There are already a number of exciting solutions in the virtual card space:

  • Alipay and WeChat: China have successfully leapfrogged the card-based system by having two new payment systems dominating person-to-person, retail, and many business transactions. With over a billion users on each platform, the new payment system has replaced cards and cash.
  • Cardless ATMs: NAB and Microsoft have designed an ATM using cloud and artificial intelligence (AI) technology for facial recognition. OneBanks is also driving a cardless ATM, where you have your face scanned using a biometric identity provider TrustStamp.
  • Soldo virtual Mastercard: Virtual prepaid card for business expenses. Each one has a unique account number, which you give to employees and departments so they can make payments and purchase subscriptions autonomously. They are managed entirely online, so you can create and activate new accounts instantly and manage and allocate specific budgets.
  • Swish: Launched in 2012 by seven Swedish banks. The service works through a smartphone application, through which the user’s phone number is connected to their bank account, which makes it possible to transfer money in real time using account-to-account infrastructure. Over 5.5 million Swedes use Swish, that is over 60% of the total population. Swish is ideal for person-to-person payments, but now has wide acceptance in most businesses.

Where do we go from here?

With a quick and easy set-up, clear incentive, outlined value and a few innovative banks in the market leading the way, a move from physical cards to virtual ones could potentially happen at pace.

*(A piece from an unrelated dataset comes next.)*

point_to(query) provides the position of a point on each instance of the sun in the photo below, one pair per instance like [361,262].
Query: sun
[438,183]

For those people that currently rely on physical cards, the majority have mobile phones, so removing the card isn’t really hindering anyone in this segment of society. However, the proportion of the population that is cash reliant may not have an alternative and would be negatively impacted. It seems therefore that cash will always maintain some relevance, whereas cards could be deemed obsolete.

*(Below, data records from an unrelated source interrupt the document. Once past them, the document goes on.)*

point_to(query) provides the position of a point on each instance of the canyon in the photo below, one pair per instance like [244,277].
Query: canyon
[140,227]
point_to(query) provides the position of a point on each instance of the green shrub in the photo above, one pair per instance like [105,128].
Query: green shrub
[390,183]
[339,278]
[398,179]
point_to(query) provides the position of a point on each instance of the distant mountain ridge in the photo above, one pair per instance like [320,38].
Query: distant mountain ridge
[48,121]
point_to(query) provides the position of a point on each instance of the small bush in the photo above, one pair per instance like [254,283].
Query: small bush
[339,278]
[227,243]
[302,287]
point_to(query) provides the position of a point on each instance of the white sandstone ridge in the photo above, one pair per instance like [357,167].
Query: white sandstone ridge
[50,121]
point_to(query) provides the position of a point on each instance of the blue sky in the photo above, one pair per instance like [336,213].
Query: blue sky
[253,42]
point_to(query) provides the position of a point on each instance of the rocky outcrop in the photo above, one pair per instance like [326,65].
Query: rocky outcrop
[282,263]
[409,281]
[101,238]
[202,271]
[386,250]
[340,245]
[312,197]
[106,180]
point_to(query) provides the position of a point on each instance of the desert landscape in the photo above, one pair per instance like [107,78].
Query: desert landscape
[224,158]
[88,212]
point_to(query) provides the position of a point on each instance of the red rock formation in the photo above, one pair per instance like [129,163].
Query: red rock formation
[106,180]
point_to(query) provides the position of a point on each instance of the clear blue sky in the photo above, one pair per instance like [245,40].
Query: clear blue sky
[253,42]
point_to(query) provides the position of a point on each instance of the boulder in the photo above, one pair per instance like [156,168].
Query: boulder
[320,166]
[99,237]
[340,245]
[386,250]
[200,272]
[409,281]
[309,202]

China is paving the way for making a cardless society a reality, becoming the first mobile-first nation. It has the world’s largest mobile payment market and is also a leader in peer-to-peer payments, by which people are able to pay each other by text. Mobile payments have been so successful in China because they are fast, straightforward and underpinned by technologies such as QR codes that are yet to be universally embraced elsewhere.

With China and other countries showing that a cardless, mobile first society is possible we are left with numerous open questions:

Will the UK follow a similar trajectory and become a cardless, mobile first nation?

What needs to happen to make this a reality?

Do we want to be a cashless, cardless society?